Tufts in Hong Kong participants get acquainted with a distant relative of Jumbo in Thailand in 2016. Photo: Courtesy of Tufts Global Education
Back at home, Tufts is one of few universities in the U.S. to require two full years of foreign-language classes for undergraduates. For some students, the international exploration begins even earlier.
The 1+4 Bridge Year, launched in 2015 (and currently on pandemic hiatus), is Tufts’ take on a gap year and is supported by university financial aid for all who qualify. While living abroad for nine months and volunteering full-time for a local community-service organization—tutoring teens in Nicaragua, working with developmentally disabled youth in Madrid—high school graduates get a taste of the wider world before coming to Tufts for a four-year degree.
And that’s not all. The Tufts Civic Semester, which welcomed its inaugural cohort in 2019, provides an option for incoming students to spend their first semester working at a nonprofit in Peru or in the southwestern U.S. Participants take full-credit classes related to their community work, deepening their experiential learning.

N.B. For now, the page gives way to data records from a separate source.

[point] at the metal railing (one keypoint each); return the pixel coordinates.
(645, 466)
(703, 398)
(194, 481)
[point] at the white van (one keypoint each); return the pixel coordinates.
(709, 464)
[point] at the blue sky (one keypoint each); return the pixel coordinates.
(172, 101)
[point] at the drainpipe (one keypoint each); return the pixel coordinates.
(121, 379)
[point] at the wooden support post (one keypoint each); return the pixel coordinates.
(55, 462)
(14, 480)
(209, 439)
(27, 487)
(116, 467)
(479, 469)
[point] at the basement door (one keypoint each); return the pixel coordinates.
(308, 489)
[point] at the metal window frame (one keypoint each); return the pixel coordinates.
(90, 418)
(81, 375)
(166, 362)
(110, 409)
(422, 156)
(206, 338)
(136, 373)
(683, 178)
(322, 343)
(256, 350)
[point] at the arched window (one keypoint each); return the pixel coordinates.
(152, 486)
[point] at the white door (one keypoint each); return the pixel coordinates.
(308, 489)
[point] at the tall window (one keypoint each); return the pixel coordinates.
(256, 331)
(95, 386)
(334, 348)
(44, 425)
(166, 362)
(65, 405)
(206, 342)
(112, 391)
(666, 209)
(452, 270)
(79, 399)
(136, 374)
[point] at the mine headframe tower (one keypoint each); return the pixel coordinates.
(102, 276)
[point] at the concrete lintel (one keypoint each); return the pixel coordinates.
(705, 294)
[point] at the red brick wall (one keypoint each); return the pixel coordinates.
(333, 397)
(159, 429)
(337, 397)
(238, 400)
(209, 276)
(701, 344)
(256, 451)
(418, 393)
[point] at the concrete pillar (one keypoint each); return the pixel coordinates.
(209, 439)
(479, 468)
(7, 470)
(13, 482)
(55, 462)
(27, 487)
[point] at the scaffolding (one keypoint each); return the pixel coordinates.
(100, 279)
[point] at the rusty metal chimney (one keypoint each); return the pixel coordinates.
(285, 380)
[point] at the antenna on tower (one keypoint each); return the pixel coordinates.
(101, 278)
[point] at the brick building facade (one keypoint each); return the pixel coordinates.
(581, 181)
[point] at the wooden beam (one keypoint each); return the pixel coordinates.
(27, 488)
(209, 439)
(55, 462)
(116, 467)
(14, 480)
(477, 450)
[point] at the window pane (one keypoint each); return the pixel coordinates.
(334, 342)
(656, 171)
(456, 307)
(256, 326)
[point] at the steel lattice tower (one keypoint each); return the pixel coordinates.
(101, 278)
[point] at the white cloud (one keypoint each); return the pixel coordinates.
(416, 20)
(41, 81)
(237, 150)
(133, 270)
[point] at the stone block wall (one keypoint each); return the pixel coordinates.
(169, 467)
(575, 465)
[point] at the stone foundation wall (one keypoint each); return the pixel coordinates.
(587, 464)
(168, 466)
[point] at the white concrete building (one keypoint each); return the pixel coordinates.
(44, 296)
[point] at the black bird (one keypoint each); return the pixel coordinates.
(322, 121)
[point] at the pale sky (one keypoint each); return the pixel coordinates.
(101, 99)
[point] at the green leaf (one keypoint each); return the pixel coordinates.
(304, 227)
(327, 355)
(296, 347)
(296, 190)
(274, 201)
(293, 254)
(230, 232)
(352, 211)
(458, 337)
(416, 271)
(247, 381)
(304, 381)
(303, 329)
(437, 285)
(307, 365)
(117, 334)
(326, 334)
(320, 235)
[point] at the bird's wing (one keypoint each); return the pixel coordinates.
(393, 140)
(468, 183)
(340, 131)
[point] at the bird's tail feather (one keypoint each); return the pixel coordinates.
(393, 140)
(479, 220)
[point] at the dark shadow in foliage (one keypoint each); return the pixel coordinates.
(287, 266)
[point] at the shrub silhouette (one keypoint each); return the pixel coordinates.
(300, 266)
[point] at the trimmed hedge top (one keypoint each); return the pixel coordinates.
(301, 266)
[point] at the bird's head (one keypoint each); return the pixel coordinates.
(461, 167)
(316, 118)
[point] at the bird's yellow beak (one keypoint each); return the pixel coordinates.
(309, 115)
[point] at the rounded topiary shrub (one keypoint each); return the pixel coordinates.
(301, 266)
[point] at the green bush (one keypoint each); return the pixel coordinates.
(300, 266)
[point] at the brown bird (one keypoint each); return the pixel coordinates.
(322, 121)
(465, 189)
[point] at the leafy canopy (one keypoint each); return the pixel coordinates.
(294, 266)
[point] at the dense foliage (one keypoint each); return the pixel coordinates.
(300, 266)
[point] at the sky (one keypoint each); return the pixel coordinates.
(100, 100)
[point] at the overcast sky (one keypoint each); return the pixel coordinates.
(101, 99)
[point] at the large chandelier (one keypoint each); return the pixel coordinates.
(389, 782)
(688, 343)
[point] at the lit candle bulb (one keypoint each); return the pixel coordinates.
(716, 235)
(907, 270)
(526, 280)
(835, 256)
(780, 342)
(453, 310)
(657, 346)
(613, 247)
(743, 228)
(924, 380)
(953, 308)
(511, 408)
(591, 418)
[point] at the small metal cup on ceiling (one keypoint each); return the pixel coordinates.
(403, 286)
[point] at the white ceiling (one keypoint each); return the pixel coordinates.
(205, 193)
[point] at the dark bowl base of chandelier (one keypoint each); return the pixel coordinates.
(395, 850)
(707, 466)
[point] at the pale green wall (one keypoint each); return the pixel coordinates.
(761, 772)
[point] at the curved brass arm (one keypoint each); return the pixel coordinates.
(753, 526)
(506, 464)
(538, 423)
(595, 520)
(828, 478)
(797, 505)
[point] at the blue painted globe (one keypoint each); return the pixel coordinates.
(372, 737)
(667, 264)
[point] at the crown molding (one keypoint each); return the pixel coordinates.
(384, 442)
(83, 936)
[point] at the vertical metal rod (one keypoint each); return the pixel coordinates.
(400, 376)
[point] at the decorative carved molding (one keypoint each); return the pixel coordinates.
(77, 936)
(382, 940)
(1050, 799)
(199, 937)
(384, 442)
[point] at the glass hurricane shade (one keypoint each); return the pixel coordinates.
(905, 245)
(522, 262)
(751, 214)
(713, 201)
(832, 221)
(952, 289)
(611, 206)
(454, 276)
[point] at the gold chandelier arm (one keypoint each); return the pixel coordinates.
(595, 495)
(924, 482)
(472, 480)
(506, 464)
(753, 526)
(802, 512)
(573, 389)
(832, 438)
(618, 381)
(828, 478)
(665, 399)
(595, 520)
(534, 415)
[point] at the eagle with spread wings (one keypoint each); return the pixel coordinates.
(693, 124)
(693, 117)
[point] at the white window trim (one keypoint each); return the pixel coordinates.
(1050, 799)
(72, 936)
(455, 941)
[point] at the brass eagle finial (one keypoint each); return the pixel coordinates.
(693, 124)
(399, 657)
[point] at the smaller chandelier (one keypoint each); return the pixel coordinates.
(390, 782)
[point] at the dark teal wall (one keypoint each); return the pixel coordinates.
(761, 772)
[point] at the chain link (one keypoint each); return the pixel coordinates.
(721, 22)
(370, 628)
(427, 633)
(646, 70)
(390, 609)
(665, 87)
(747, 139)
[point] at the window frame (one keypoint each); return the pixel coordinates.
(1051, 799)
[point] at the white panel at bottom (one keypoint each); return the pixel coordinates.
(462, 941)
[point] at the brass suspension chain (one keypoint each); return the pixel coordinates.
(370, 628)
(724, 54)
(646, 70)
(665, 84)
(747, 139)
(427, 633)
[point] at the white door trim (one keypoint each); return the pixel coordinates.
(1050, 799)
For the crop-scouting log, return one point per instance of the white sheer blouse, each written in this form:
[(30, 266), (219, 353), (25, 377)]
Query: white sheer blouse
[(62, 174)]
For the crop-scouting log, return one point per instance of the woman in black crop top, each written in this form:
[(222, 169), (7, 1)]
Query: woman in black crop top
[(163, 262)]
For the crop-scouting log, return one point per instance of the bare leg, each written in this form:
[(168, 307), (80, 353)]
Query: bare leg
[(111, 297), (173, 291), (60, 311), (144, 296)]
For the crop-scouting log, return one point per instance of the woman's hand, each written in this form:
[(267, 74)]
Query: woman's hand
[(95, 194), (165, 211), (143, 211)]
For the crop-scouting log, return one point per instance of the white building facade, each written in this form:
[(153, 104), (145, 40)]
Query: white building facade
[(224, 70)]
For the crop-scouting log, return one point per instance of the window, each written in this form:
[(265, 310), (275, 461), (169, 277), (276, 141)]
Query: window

A Tufts graduate student meets children in Jamaica in 2018. Photo: Timothy Kim, D18, DG20
On Tufts’ Medford-Somerville campus, the Education for Public Inquiry and International Citizenship program (better known as EPIIC) has for three decades brought together academics, policymakers, and student delegations from many countries to discuss current international issues in a year-long course and a student-organized symposium. The program, first created by Sherman Teichman as part of the Institute for Global Leadership, is now led by Abi Williams, F86, F87.
The graduate schools also offer international experiences, such as the School of Medicine’s global health program and the School of Dental Medicine’s international service-learning program.
What started in Europe has now reached almost every corner of the globe, with Tufts students and alumni learning and working in most of the world’s nations. Through a series of fortuitous events—including the serendipitous arrival of faculty and staff with insatiable curiosity about the world and the appointment of a singular président de l’université—Tufts became and remains a place that prioritizes understanding the globe we live on. As a kid from New Jersey who learned a lot during my own Fulbright year in Germany, I hope that will never change.
Sol Gittleman, H10, is the Alice and Nathan Gantcher University Professor Emeritus and a former Tufts provost.